Last summer, my mother fell seriously ill. We thought, for several days, that she was dying. My four brothers and I gathered at the regional hospital in the small city where she lives, preparing for the worst. We said our goodbyes. But that time we were fortunate; eventually she rallied and survived, and she’s still with us. The crisis passed.
I woke at about 4 the other morning, thinking about my brown daughter and my brown sons, about the dangers they’ll face. The fear I feel is different, of course, from what I experienced with my mother. I wonder whether my children will ever find a place in this world where they can be safe. And by safe, I don’t mean free from any possibility of harm. No one has that. I only wonder whether they’ll they find a community that accepts and encourages them for who they are, a place without a thousand large and small indicators telling them they are less than.
I awoke thinking of all the ways the world can harm the ones I love, and all the suffering people and creatures on this planet that I don’t even know. I woke up feeling useless; I woke up feeling out of control.
One night during my mother’s illness, one of my brothers and I sat in the hospital room with her as she slept. He and I hadn’t really spoken in depth for a long time. Generally when we get together for holidays we see sisters-in-law, nieces, nephews; we argue over sports and whatever‘s happening in the world; and, of course, we tell stories about one another and the trouble we got into as boys. We laugh, recounting who did what to whom. But this time, between my brother and me, there wasn’t much of that.
I try to live in such a way that I leave less suffering in the world. I think about the effects of my actions. With whom do I interact? In what ways do I use my words? How do my thoughts and feelings influence the way I treat others? How consciously do I reflect on and decide what products I buy or what I watch on TV? What are the things I take into and put from me?
But my sense of helplessness about my effect on the world persists because the uncertainty about it is real. I don’t control the long-term results of my actions. I don’t know how my decisions will turn out. Given that, how much change can I bring about in the world? What good can this single, limited self do? It’s tempting to say, “Well, if I can’t be sure that it’ll do any good, why bother? Why face reality if I don’t know whether I can change it?”

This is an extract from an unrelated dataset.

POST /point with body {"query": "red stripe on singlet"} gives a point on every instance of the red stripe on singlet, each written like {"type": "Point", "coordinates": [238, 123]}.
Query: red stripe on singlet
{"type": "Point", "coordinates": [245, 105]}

That night at my mother’s bedside, the conversation between my brother and I took an unusual turn. We ended up talking less about our memories of what the other had done and more about who the other had been. Instead of recounting events, we each shared our impressions of the other—character and temperament and personality—and how the other’s way of being had made deep marks on each of us that we still carried.
We realized each of us often saw himself in terms of what he had (or hadn’t) done. But our thoughts of the other brother centered on who he had been. While each had, over the years, preoccupied himself with his own flaws, what I spoke to him and he spoke to me was admiration for what we had represented to one another. The love between us didn’t rest in doing but in being. And I know there have been times that simply remembering the kind of person he was had encouraged and strengthened me.
The memory of our conversation reminds me that not just my actions but my being itself matters. I make the choices I make not just because of what they might achieve, but because of the person I want to be: the kind who faces reality, the kind who, at the end, can truthfully say, “Well, at least I looked life in the face and didn’t look away.”
My conversation with my brother reminded me that who I am leaves traces on those I encounter. I have no idea what others will do with those traces. I have no idea what differences, if any, they’ll make. Despite what our culture encourages us to pretend, no one knows that. Our play at certainty may be our deepest make-believe.
However limited my ability to shape my children’s world, the way I choose to exist can give them a sense of how to be themselves. I feel so much fear for these human beings I‘ve helped make and raise and will someday turn over to the world. But in the end, the only—and the most important—thing I can send with them is who and how I’ve been. All I can teach them is the way I try to embody my values, the memory of my questions, the memory of my words.
So when I write, I consider what kinds of words will come from me, not only because of their effect on the reader but even more because those words will speak the truth about me to those I love. Words are one of the most fundamental ways I exist. And I can only hope the words my children take away from me will be enough.